Research & trials
Psilocybin therapy is a medical practice in which psilocybin, a psychoactive medicine, is administered to a patient during a session supported by a therapist. A psychoactive medicine is one that affects brain function and results in a change in cognition, perception or behaviour.
The timeline below shows some of the key developments in psilocybin research in the last few decades.
In particular, a number of small academic studies have suggested that psilocybin therapy provides immediate and sustained reductions in depression and other illnesses, following a single treatment.
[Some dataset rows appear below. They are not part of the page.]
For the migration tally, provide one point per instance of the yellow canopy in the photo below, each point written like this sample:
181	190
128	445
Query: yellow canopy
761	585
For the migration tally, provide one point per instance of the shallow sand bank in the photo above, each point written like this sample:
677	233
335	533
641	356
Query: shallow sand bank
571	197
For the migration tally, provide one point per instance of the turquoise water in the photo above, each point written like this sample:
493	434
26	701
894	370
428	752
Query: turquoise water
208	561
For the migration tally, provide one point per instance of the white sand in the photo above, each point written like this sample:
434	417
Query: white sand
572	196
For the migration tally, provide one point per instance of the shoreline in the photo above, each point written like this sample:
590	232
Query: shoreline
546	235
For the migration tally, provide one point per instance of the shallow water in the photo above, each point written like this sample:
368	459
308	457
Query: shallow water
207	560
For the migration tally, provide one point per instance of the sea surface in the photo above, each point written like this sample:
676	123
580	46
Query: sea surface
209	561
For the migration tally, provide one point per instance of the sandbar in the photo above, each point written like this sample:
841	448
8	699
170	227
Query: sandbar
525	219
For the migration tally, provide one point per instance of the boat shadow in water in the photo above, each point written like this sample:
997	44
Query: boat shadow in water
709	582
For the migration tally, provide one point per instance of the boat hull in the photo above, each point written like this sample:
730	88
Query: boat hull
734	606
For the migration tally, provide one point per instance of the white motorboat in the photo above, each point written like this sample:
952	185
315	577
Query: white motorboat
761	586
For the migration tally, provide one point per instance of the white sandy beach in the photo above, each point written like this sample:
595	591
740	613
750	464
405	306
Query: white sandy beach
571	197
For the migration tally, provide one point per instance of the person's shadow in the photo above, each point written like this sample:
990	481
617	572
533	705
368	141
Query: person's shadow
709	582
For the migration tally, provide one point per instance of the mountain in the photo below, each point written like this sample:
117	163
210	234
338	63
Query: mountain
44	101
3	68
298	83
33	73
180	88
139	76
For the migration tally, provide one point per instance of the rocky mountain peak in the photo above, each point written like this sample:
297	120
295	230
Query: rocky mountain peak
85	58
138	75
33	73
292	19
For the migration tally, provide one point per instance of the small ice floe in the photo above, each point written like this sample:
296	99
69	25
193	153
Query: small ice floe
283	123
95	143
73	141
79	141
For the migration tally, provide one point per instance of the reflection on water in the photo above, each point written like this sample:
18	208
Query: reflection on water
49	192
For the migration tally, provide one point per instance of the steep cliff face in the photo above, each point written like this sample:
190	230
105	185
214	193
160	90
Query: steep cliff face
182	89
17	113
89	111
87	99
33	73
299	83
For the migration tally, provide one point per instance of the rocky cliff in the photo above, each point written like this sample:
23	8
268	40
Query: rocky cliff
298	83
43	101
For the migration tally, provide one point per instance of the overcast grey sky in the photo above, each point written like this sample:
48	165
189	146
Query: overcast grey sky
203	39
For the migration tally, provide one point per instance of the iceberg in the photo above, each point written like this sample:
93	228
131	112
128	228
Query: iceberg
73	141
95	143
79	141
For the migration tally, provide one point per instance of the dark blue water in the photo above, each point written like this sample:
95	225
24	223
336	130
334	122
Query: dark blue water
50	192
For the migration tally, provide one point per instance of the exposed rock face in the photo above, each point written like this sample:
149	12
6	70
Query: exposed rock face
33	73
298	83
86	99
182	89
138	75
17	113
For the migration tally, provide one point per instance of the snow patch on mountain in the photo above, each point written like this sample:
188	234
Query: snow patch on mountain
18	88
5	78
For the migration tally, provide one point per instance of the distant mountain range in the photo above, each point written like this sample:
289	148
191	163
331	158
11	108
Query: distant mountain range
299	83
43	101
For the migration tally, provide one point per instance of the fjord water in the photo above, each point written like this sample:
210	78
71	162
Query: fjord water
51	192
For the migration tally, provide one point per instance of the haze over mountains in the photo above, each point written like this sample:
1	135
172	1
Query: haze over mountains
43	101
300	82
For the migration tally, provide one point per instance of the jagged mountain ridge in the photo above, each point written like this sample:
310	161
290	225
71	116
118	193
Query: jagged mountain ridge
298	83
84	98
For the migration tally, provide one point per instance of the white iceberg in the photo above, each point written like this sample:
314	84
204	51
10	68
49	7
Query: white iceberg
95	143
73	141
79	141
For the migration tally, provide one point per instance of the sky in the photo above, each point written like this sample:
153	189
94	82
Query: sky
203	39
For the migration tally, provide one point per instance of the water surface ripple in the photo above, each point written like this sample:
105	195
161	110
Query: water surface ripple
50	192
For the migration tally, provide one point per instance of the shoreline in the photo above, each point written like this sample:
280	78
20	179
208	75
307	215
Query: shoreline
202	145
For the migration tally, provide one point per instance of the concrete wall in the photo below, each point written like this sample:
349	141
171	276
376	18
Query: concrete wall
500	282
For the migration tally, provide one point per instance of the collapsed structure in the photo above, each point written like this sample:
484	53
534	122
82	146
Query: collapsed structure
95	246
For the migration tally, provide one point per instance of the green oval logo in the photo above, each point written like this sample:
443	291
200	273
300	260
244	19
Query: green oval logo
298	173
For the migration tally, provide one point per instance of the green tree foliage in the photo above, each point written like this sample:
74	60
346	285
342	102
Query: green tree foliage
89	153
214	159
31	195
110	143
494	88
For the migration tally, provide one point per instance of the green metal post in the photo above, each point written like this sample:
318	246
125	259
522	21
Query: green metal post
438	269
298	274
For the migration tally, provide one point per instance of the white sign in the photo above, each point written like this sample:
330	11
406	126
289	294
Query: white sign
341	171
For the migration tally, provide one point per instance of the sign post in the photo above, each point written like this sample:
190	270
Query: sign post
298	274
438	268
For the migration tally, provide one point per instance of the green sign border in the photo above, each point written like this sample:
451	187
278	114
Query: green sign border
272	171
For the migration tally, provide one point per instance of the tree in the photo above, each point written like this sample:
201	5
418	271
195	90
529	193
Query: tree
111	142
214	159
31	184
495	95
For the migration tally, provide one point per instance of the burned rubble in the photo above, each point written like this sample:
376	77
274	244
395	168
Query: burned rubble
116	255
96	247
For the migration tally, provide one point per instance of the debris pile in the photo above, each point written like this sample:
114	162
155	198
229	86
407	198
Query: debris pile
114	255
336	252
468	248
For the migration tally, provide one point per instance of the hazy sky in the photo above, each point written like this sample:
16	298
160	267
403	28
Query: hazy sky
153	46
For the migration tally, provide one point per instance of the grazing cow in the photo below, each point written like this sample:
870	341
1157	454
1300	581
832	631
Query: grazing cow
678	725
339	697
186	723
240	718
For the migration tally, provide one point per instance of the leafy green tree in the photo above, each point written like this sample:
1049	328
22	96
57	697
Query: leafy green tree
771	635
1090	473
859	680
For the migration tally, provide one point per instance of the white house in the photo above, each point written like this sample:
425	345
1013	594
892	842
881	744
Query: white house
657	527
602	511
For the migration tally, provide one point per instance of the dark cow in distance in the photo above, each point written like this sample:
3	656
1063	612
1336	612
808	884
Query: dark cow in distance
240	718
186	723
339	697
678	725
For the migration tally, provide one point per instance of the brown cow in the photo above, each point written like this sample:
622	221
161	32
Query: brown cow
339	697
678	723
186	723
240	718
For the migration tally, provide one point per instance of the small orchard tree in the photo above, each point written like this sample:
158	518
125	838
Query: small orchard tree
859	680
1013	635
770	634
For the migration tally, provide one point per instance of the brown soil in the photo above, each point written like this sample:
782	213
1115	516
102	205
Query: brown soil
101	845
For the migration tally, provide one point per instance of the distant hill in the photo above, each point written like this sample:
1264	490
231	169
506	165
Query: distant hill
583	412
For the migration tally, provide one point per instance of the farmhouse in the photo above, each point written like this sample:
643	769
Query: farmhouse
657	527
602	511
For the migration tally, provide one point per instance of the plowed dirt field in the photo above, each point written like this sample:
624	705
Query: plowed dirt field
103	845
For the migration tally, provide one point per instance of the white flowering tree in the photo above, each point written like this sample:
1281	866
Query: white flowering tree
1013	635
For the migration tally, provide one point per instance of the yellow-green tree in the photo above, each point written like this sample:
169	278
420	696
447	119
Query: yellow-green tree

The timeline links to the relevant clinical study reports.
Sandoz chemist Albert Hofmann isolated and determined the structure of psilocybin
Launch of Indocybin (psilocybin)
Discontinued distribution of Indocybin due to misuse
Strassman et al, Journal of Psychopharmacology, First significant psychoactive trial (Di-Methyl-Tryptamine or DMT)
Moreno et al, Clinical Psychiatry, Obsessive Compulsive Disorder
Grob et al, Archives of General Psychiatry, Existential distress
Johnson et al, Journal of Psychopharmacology, Tobacco dependence
Bogenschutz et al, Journal of Psychopharmacology, Alcohol dependence
Cahart-Harris et al, The Lancet, Treatment-resistant depression
Ross et al, Journal of Psychopharmacology, Existential distress
Griffiths et al, Journal of Psychopharmacology, Existential distress
Treatment-resistant depression clinical trial
We are beginning a randomised controlled trial of psilocybin therapy for treatment-resistant depression. This will be the largest clinical study of its kind and will take place in a number of clinical trial sites across Europe.
The trial is a phase IIb dose-ranging study with 216 patients. If successful, it will be followed by phase III studies in which we will look at comparing the optimal dose, mostly likely to placebo or standard of care.
We have received many enquiries about participation in our treatment-resistant depression trial. Please note that trial sites will only recruit patients who are referred by their healthcare provider (GP or psychiatrist).
The study coordinators at the trial sites will be contacting healthcare providers in their area once patient recruitment is underway. They will be able to discuss suitability for the trial in more detail.
The map below shows sites in countries where the team is already actively engaged in trial activities. We will update it progressively as more sites become active.
Healthy volunteer study
In conjunction with the Institute of Psychiatry, Psychology & Neuroscience (IoPPN) at King’s College London, we are currently running a double-blind placebo-controlled phase I study with 90 healthy participants, aged between 18 and 65 years. The aim of the study is to assess the effects of two different doses of psilocybin versus placebo on cognitive and emotional function. It will involve simultaneous dosing of six participants in each session.
The participants will carry out a battery of computerised and paper tests over a 12-week period and will be supported throughout the study by trained therapists. They will be required to attend the centre on four occasions.
The study is due to finish in early 2019.
COMPASS is committed to developing new therapies that will help patients suffering with mental illness and ease the burden on healthcare systems.
We are actively exploring additional indications for psilocybin and at least two new substances, with a goal of bringing these to market over the next 5-10 years.
Our goal is to accelerate patient access to evidence-based innovation. We are interested in any innovation that might help those for whom existing treatments don’t work, whether that involves psychedelic drugs or not.
Investigator instigated studies using psilocybin supplied by COMPASS
We are keen to further research that will change mental health outcomes and help patients who have not been helped by other treatments. To support this, we work in collaboration with select academic institutions and researchers around the world. We provide our cGMP (clinical Good Manufacturing Practice – the highest manufacturing grade) psilocybin to researchers free of charge, in exchange for the right to use safety data. Researchers are expected to cover packaging and shipping costs with our logistics provider.
For these investigator instigated studies, we also provide support in protocol development, through a project manager and input from our Scientific Advisory Board.
If you are interested in collaborating with COMPASS through an investigator instigated study, please contact us at firstname.lastname@example.org and we will be in touch to take you through the process and steps for set-up.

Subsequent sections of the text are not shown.